Ainda assim, a Lei da SAF abordou apenas os pontos mais relevantes, e diversas questões práticas só começaram a surgir com a efetiva aplicação da legislação. É nesse contexto que o papel do Poder Judiciário se torna fundamental para interpretar e adaptar normas gerais à realidade dos clubes de futebol.
Neste artigo, abordamos uma importante decisão proferida pelo Tribunal Regional do Trabalho da 12ª Região, relacionada ao Programa de Jovem Aprendiz.
O programa de jovem aprendiz e a aplicação nos clubes de futebol
Criado pela Lei 10.097/2000, o Programa de Jovem Aprendiz determina que empresas de médio e grande porte contratem aprendizes em número equivalente a, no mínimo, 5% e, no máximo, 15% do seu quadro de funcionários que desempenham funções que exigem formação profissional. A base de cálculo para a contratação de aprendizes é estabelecida pelo artigo 429 da CLT e detalhada pelos Decretos 5.598/2005 e 9.579/2018.
Tais decretos destacam que não integram nessa base de cálculo as funções que exigem habilitação técnica ou superior, bem como os cargos de direção, confiança, gerência e trabalho temporário.

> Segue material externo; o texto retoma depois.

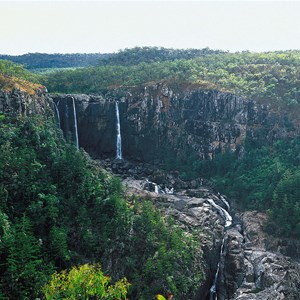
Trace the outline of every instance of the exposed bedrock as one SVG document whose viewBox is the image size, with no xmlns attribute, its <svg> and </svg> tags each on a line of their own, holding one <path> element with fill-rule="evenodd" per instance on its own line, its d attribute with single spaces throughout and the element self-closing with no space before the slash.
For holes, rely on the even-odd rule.
<svg viewBox="0 0 300 300">
<path fill-rule="evenodd" d="M 224 215 L 211 200 L 228 209 L 226 199 L 210 182 L 200 178 L 183 182 L 176 172 L 166 173 L 142 162 L 106 159 L 100 164 L 123 178 L 128 193 L 152 199 L 186 230 L 200 230 L 206 280 L 199 285 L 195 300 L 210 299 L 219 261 L 219 300 L 300 299 L 300 242 L 267 234 L 263 230 L 266 214 L 230 211 L 234 220 L 225 228 Z"/>
<path fill-rule="evenodd" d="M 119 88 L 103 95 L 52 95 L 61 119 L 75 99 L 79 144 L 96 156 L 115 156 L 119 102 L 123 154 L 153 161 L 179 153 L 211 158 L 226 146 L 235 151 L 246 136 L 267 139 L 298 132 L 287 116 L 230 93 L 165 83 Z M 72 120 L 70 120 L 72 123 Z M 70 124 L 71 124 L 70 123 Z M 62 122 L 64 131 L 72 131 Z"/>
</svg>

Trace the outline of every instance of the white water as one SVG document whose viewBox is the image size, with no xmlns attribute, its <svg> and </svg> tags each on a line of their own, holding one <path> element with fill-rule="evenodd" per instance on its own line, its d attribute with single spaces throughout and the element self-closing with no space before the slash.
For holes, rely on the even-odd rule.
<svg viewBox="0 0 300 300">
<path fill-rule="evenodd" d="M 223 196 L 220 196 L 220 198 L 221 198 L 222 202 L 226 205 L 227 210 L 229 210 L 229 209 L 230 209 L 230 205 L 229 205 L 229 203 L 227 202 L 227 200 L 226 200 Z"/>
<path fill-rule="evenodd" d="M 121 137 L 121 124 L 119 103 L 116 102 L 116 117 L 117 117 L 117 159 L 123 159 L 122 157 L 122 137 Z"/>
<path fill-rule="evenodd" d="M 165 188 L 165 192 L 166 192 L 166 194 L 170 194 L 170 195 L 172 195 L 172 194 L 174 194 L 174 188 L 173 187 L 171 187 L 170 189 L 169 188 Z"/>
<path fill-rule="evenodd" d="M 55 107 L 55 111 L 56 111 L 56 115 L 57 115 L 58 127 L 60 128 L 60 116 L 59 116 L 58 104 L 59 104 L 59 102 L 57 104 L 54 102 L 54 107 Z"/>
<path fill-rule="evenodd" d="M 76 142 L 76 148 L 79 149 L 79 142 L 78 142 L 78 128 L 77 128 L 77 117 L 76 117 L 76 107 L 75 107 L 75 100 L 72 97 L 73 100 L 73 115 L 74 115 L 74 129 L 75 129 L 75 142 Z"/>
<path fill-rule="evenodd" d="M 221 257 L 221 255 L 223 254 L 223 251 L 224 251 L 224 244 L 225 244 L 225 238 L 223 238 L 223 240 L 222 240 L 220 257 Z M 217 281 L 218 281 L 219 272 L 220 272 L 220 261 L 218 262 L 217 272 L 215 274 L 213 284 L 212 284 L 212 286 L 211 286 L 211 288 L 209 290 L 210 291 L 210 297 L 209 297 L 210 300 L 218 300 L 218 296 L 217 296 Z"/>
<path fill-rule="evenodd" d="M 227 210 L 225 210 L 223 207 L 219 206 L 218 204 L 215 203 L 215 201 L 213 199 L 207 199 L 207 201 L 213 206 L 215 207 L 219 213 L 221 214 L 221 216 L 224 218 L 225 220 L 225 228 L 229 227 L 232 224 L 232 217 L 231 215 L 227 212 Z"/>
<path fill-rule="evenodd" d="M 223 201 L 223 203 L 229 209 L 229 203 L 225 200 L 225 198 L 221 196 L 221 200 Z M 207 199 L 207 201 L 213 207 L 215 207 L 219 211 L 219 213 L 221 214 L 221 216 L 224 218 L 224 220 L 225 220 L 225 228 L 229 227 L 232 224 L 232 217 L 227 212 L 227 210 L 225 210 L 223 207 L 221 207 L 218 204 L 216 204 L 215 201 L 212 200 L 212 199 Z M 223 252 L 224 252 L 224 244 L 225 244 L 225 238 L 223 237 L 221 251 L 220 251 L 220 258 L 221 258 L 221 256 L 223 255 Z M 220 261 L 218 262 L 217 271 L 216 271 L 216 274 L 215 274 L 215 277 L 214 277 L 214 281 L 213 281 L 213 284 L 212 284 L 212 286 L 210 288 L 210 300 L 218 300 L 218 296 L 217 296 L 217 281 L 218 281 L 219 272 L 220 272 Z"/>
</svg>

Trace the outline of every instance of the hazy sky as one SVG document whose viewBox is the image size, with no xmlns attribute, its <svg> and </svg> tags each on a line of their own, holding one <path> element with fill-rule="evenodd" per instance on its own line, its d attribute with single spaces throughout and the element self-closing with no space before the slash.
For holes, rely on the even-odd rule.
<svg viewBox="0 0 300 300">
<path fill-rule="evenodd" d="M 0 53 L 300 49 L 294 1 L 0 1 Z"/>
</svg>

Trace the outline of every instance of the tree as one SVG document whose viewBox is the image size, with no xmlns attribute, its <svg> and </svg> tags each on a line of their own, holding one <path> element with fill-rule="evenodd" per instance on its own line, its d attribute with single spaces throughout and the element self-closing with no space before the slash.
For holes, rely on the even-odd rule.
<svg viewBox="0 0 300 300">
<path fill-rule="evenodd" d="M 129 283 L 124 277 L 110 285 L 110 277 L 105 276 L 100 265 L 85 264 L 73 267 L 70 271 L 54 273 L 51 281 L 44 287 L 47 300 L 58 299 L 127 299 Z"/>
</svg>

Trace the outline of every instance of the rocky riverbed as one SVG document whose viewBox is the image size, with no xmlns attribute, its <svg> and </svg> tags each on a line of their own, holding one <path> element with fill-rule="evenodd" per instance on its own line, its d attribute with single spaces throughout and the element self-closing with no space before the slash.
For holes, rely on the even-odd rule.
<svg viewBox="0 0 300 300">
<path fill-rule="evenodd" d="M 225 228 L 224 215 L 211 201 L 229 210 L 230 200 L 216 192 L 210 182 L 201 178 L 183 181 L 176 172 L 167 173 L 147 163 L 109 159 L 98 162 L 122 178 L 128 195 L 150 199 L 187 230 L 199 229 L 206 281 L 196 299 L 210 298 L 219 262 L 219 300 L 300 299 L 299 244 L 264 232 L 265 214 L 230 211 L 233 222 Z"/>
</svg>

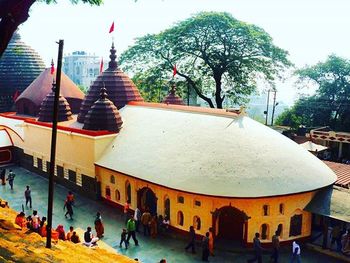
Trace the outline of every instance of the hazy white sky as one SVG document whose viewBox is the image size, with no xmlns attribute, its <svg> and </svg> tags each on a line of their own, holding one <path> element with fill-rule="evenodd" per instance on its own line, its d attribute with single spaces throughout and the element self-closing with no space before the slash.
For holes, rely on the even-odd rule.
<svg viewBox="0 0 350 263">
<path fill-rule="evenodd" d="M 64 39 L 64 53 L 84 50 L 106 61 L 112 21 L 119 55 L 136 37 L 157 33 L 200 11 L 226 11 L 264 28 L 297 67 L 325 60 L 331 53 L 350 58 L 348 0 L 104 0 L 99 7 L 57 2 L 34 4 L 30 18 L 20 26 L 23 41 L 47 66 L 51 58 L 57 60 L 58 39 Z M 277 88 L 281 100 L 293 101 L 291 80 Z"/>
</svg>

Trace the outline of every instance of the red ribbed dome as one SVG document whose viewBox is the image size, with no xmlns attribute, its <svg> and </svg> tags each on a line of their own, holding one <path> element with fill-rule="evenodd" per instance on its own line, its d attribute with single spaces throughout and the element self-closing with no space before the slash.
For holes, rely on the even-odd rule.
<svg viewBox="0 0 350 263">
<path fill-rule="evenodd" d="M 172 86 L 168 96 L 165 97 L 163 100 L 163 103 L 166 104 L 175 104 L 175 105 L 184 105 L 183 100 L 175 94 L 176 92 L 176 87 L 175 84 Z"/>
<path fill-rule="evenodd" d="M 91 106 L 99 99 L 101 88 L 105 87 L 108 98 L 118 108 L 124 107 L 129 101 L 143 101 L 139 90 L 132 80 L 118 68 L 116 62 L 116 50 L 114 44 L 111 48 L 111 61 L 109 67 L 92 83 L 88 90 L 83 103 L 80 107 L 78 122 L 84 123 L 85 116 Z"/>
<path fill-rule="evenodd" d="M 52 122 L 53 105 L 55 101 L 54 85 L 52 84 L 52 92 L 46 95 L 40 106 L 38 121 Z M 68 121 L 72 119 L 72 112 L 67 100 L 60 95 L 58 98 L 58 121 Z"/>
<path fill-rule="evenodd" d="M 123 121 L 117 107 L 107 99 L 106 89 L 102 88 L 100 99 L 97 100 L 88 111 L 84 120 L 84 130 L 107 130 L 119 132 Z"/>
</svg>

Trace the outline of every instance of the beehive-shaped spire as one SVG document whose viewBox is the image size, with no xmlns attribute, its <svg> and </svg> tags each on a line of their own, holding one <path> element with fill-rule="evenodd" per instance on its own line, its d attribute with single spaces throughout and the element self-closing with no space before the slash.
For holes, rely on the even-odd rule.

Para definir quais funções demandam formação profissional, a legislação determina a utilização da Classificação Brasileira de Ocupações (CBO), elaborada pelo Ministério do Trabalho e Emprego (MTE). A CBO reconhece e classifica as ocupações do mercado de trabalho brasileiro, servindo como referência para a fiscalização trabalhista.
Além disso, as normas que regulam a atividade do menor aprendiz, vedam a realização de horas extras e trabalho noturno, o que se torna a contratação inviável para os Clubes, dada as particularidades da atividade do futebol.

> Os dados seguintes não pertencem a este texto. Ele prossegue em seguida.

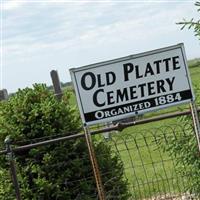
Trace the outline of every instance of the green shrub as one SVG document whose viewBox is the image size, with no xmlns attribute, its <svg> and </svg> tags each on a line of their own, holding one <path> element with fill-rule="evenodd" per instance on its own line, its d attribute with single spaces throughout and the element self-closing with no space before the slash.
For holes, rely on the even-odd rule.
<svg viewBox="0 0 200 200">
<path fill-rule="evenodd" d="M 14 145 L 21 145 L 37 138 L 79 131 L 79 117 L 69 106 L 68 99 L 65 94 L 57 101 L 45 85 L 34 85 L 33 89 L 19 90 L 7 102 L 0 102 L 1 148 L 7 135 L 11 135 Z M 109 199 L 128 199 L 120 158 L 112 154 L 105 142 L 96 140 L 94 147 Z M 23 200 L 96 199 L 96 185 L 84 138 L 20 151 L 15 159 Z M 13 199 L 10 178 L 3 173 L 8 169 L 7 162 L 1 156 L 2 200 Z"/>
<path fill-rule="evenodd" d="M 196 97 L 199 105 L 200 98 L 198 95 Z M 167 145 L 163 146 L 171 156 L 175 157 L 176 170 L 180 177 L 185 179 L 185 192 L 200 197 L 200 152 L 192 126 L 192 117 L 180 117 L 179 124 L 183 127 L 182 131 L 168 137 Z"/>
<path fill-rule="evenodd" d="M 195 6 L 197 12 L 200 13 L 200 2 L 197 1 Z M 178 24 L 182 25 L 181 29 L 184 29 L 185 27 L 188 27 L 189 29 L 192 28 L 195 32 L 195 36 L 200 39 L 200 20 L 194 21 L 193 18 L 191 20 L 184 19 L 183 22 L 179 22 Z M 198 63 L 196 63 L 195 66 L 200 67 Z M 196 103 L 197 105 L 200 105 L 200 88 L 199 86 L 195 87 Z M 181 117 L 179 121 L 183 127 L 187 126 L 187 124 L 191 124 L 191 122 L 191 116 Z M 194 128 L 175 133 L 175 135 L 168 138 L 168 145 L 165 146 L 164 149 L 176 158 L 175 161 L 178 173 L 187 178 L 187 181 L 185 182 L 186 190 L 200 197 L 200 152 L 198 150 Z"/>
</svg>

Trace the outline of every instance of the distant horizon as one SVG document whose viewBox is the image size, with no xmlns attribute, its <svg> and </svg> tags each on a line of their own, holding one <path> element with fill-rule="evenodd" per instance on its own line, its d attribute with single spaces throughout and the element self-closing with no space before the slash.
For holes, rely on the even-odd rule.
<svg viewBox="0 0 200 200">
<path fill-rule="evenodd" d="M 189 59 L 189 60 L 187 60 L 188 62 L 191 62 L 191 61 L 195 61 L 195 60 L 198 60 L 199 62 L 200 62 L 200 57 L 199 58 L 193 58 L 193 59 Z M 96 64 L 96 63 L 91 63 L 91 64 Z M 58 71 L 58 75 L 59 75 L 59 71 Z M 50 77 L 50 72 L 49 72 L 49 77 Z M 51 79 L 51 77 L 50 77 L 50 79 Z M 66 81 L 66 82 L 63 82 L 63 81 L 60 81 L 60 83 L 61 83 L 61 87 L 63 87 L 62 85 L 66 85 L 66 84 L 70 84 L 70 85 L 73 85 L 73 83 L 72 83 L 72 80 L 69 80 L 69 81 Z M 53 87 L 53 83 L 51 82 L 50 84 L 46 84 L 46 83 L 33 83 L 32 84 L 32 86 L 25 86 L 24 88 L 18 88 L 16 91 L 13 91 L 13 92 L 9 92 L 6 88 L 3 88 L 3 89 L 6 89 L 7 90 L 7 92 L 8 92 L 8 94 L 9 95 L 11 95 L 11 94 L 14 94 L 14 93 L 16 93 L 19 89 L 21 89 L 21 90 L 23 90 L 23 89 L 25 89 L 25 88 L 32 88 L 33 87 L 33 85 L 34 84 L 45 84 L 47 87 Z M 63 88 L 62 88 L 63 89 Z"/>
<path fill-rule="evenodd" d="M 152 49 L 153 50 L 153 49 Z M 143 53 L 143 52 L 141 52 L 141 53 Z M 127 56 L 129 56 L 129 55 L 127 55 Z M 124 56 L 123 56 L 124 57 Z M 117 59 L 117 58 L 112 58 L 112 59 Z M 112 60 L 111 59 L 111 60 Z M 192 59 L 187 59 L 187 61 L 188 62 L 191 62 L 191 61 L 194 61 L 194 60 L 199 60 L 200 61 L 200 57 L 196 57 L 196 58 L 192 58 Z M 105 60 L 105 61 L 107 61 L 107 60 Z M 104 61 L 101 61 L 101 62 L 104 62 Z M 98 62 L 99 63 L 99 62 Z M 98 64 L 98 63 L 90 63 L 91 65 L 93 65 L 93 64 Z M 89 65 L 90 65 L 89 64 Z M 85 66 L 85 65 L 84 65 Z M 77 67 L 84 67 L 84 66 L 77 66 Z M 49 71 L 49 79 L 51 80 L 51 76 L 50 76 L 50 72 L 51 71 Z M 58 71 L 58 75 L 59 75 L 59 71 Z M 59 78 L 60 78 L 60 75 L 59 75 Z M 68 83 L 72 83 L 72 80 L 68 80 L 68 81 L 66 81 L 66 82 L 63 82 L 63 81 L 60 81 L 62 84 L 68 84 Z M 13 93 L 16 93 L 19 89 L 25 89 L 25 88 L 32 88 L 33 87 L 33 85 L 34 84 L 45 84 L 47 87 L 53 87 L 53 83 L 52 82 L 50 82 L 49 84 L 47 84 L 47 83 L 44 83 L 44 82 L 37 82 L 37 83 L 33 83 L 31 86 L 25 86 L 24 88 L 18 88 L 18 89 L 16 89 L 16 91 L 12 91 L 12 92 L 9 92 L 9 91 L 7 91 L 8 92 L 8 94 L 13 94 Z M 7 88 L 2 88 L 2 89 L 6 89 L 7 90 Z"/>
</svg>

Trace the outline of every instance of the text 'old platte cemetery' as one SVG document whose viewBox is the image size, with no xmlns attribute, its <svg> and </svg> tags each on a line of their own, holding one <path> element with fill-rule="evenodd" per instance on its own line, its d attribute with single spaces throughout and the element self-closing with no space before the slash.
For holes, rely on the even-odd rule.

Nos últimos anos, Auditores Fiscais do Trabalho passaram a considerar todos os atletas de futebol – sejam profissionais ou da base – como integrantes da base de cálculo da cota de aprendizes, elevando significativamente o número de contratações obrigatórias para os clubes.

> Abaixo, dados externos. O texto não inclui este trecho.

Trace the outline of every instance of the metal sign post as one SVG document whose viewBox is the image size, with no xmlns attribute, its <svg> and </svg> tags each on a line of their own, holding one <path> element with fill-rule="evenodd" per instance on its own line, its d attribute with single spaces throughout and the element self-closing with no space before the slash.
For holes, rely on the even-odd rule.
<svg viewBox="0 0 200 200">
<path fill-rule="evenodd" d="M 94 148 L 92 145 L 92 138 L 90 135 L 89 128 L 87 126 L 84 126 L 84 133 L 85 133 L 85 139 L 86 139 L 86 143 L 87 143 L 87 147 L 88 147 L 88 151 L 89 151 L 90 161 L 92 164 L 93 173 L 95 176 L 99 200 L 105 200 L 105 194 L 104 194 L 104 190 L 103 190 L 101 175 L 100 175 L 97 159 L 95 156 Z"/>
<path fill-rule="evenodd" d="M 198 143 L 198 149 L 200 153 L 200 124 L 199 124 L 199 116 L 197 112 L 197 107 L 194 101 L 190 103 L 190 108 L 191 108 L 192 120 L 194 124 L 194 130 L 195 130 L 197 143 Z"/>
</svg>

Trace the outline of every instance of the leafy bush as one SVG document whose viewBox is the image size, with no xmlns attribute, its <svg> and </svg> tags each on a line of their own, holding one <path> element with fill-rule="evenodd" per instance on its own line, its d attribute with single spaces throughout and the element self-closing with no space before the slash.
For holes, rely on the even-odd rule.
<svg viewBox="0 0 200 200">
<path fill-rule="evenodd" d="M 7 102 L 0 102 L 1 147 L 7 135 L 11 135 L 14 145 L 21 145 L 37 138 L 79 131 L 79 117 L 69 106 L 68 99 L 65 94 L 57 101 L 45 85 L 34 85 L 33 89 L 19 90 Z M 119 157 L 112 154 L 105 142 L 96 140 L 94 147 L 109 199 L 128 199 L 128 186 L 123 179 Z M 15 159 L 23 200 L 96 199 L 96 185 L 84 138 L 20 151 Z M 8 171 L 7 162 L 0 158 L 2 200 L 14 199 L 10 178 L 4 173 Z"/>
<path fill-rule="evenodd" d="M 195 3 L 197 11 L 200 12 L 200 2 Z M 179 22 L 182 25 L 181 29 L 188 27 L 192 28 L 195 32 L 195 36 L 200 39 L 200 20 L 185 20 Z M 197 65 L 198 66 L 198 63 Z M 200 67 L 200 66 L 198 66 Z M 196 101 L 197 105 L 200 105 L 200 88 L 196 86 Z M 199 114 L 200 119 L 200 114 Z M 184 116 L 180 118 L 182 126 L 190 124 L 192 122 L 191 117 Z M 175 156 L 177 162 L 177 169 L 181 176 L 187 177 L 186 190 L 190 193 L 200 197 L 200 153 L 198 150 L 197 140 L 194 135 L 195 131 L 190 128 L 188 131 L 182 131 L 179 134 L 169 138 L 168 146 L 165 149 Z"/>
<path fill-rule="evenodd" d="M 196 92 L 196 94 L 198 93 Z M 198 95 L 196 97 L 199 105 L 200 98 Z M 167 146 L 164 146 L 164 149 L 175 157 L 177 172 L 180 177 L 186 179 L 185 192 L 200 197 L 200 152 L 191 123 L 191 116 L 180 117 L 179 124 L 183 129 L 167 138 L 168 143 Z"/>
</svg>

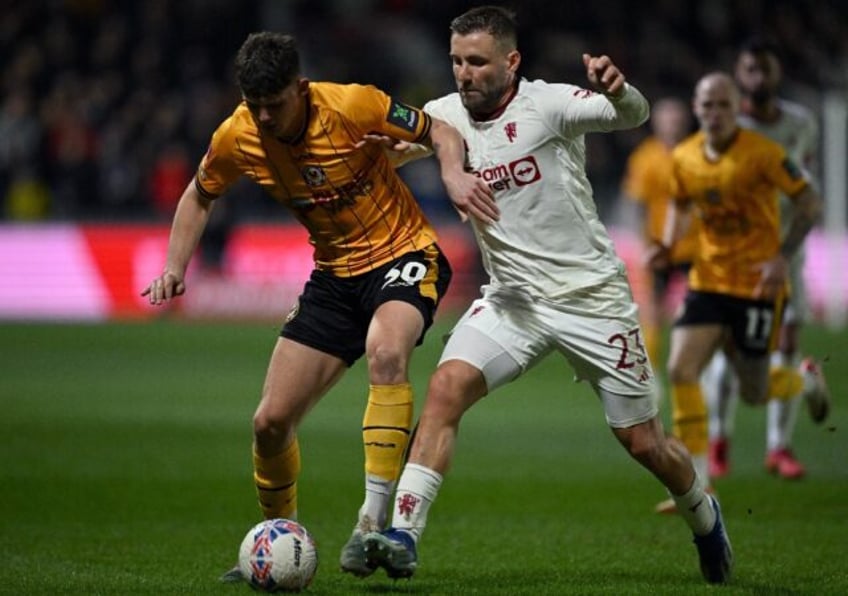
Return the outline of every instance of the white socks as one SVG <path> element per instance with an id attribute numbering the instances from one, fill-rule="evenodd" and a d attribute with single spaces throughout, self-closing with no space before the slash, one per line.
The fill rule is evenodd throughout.
<path id="1" fill-rule="evenodd" d="M 394 490 L 395 482 L 393 480 L 386 480 L 371 474 L 365 475 L 365 502 L 359 509 L 357 530 L 363 533 L 375 532 L 385 527 L 386 512 Z"/>
<path id="2" fill-rule="evenodd" d="M 801 407 L 801 396 L 789 401 L 782 399 L 769 400 L 768 431 L 766 433 L 766 448 L 769 451 L 783 449 L 792 444 L 792 434 L 795 422 L 798 420 L 798 410 Z"/>
<path id="3" fill-rule="evenodd" d="M 775 352 L 771 355 L 772 366 L 785 366 L 787 368 L 798 368 L 801 356 L 795 354 L 787 357 L 785 354 Z M 790 400 L 771 399 L 766 405 L 768 411 L 768 425 L 766 431 L 766 449 L 783 449 L 792 444 L 792 434 L 798 420 L 798 410 L 801 407 L 801 395 L 796 395 Z"/>
<path id="4" fill-rule="evenodd" d="M 709 464 L 707 463 L 707 454 L 702 453 L 701 455 L 693 455 L 692 456 L 692 467 L 695 468 L 695 475 L 698 478 L 705 478 L 706 480 L 701 483 L 701 486 L 709 486 L 710 485 L 710 474 L 709 474 Z"/>
<path id="5" fill-rule="evenodd" d="M 709 534 L 716 523 L 712 498 L 704 492 L 701 480 L 695 476 L 692 487 L 682 495 L 671 495 L 677 511 L 698 536 Z"/>
<path id="6" fill-rule="evenodd" d="M 731 437 L 739 403 L 739 381 L 731 371 L 724 352 L 713 355 L 701 375 L 701 388 L 709 410 L 710 439 Z"/>
<path id="7" fill-rule="evenodd" d="M 392 526 L 412 534 L 418 542 L 427 512 L 439 493 L 442 475 L 418 464 L 406 464 L 398 481 Z"/>

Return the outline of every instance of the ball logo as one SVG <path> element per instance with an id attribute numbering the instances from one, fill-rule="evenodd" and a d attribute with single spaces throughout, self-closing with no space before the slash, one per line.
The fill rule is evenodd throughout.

A atipicidade da profissão de jogador de futebol
A profissão de jogador de futebol apresenta peculiaridades significativas em comparação com um trabalhador convencional. Os atletas possuem um regime jurídico próprio, com normas específicas previstas na Lei Pelé (Lei 9.615/1998) e na Nova Lei Geral do Esporte (Lei 14.597/2023). Além disso, trabalham em horários diferenciados e estão sujeitos a uma alta rotatividade no elenco, o que afeta diretamente a estabilidade do quadro de funcionários.
A exigência de que clubes de futebol utilizem toda a sua equipe de atletas como base de cálculo para a cota de aprendizes ignora a constante oscilação do plantel. O mercado do futebol é dinâmico, com transferências frequentes e mudanças no elenco ao longo da temporada. Caso o atleta de futebol profissional seja incluído nessa base de cálculo, essa rotatividade tornaria extremamente difícil para o clube manter, nos termos da lei, um número fixo de aprendizes durante um único exercício social.
Apesar disso, a fiscalização trabalhista tem adotado uma interpretação excessivamente ampliativa, fundamentada apenas na CBO, sem considerar as características específicas da atividade esportiva.
A decisão do TRT-12 em favor do Figueirense SAF
Diante dessa situação, o Tribunal Regional do Trabalho da 12ª Região decidiu favoravelmente ao Figueirense Futebol Clube SAF, anulando um auto de infração que considerava todo o elenco de jogadores como base de cálculo para a cota de aprendizes.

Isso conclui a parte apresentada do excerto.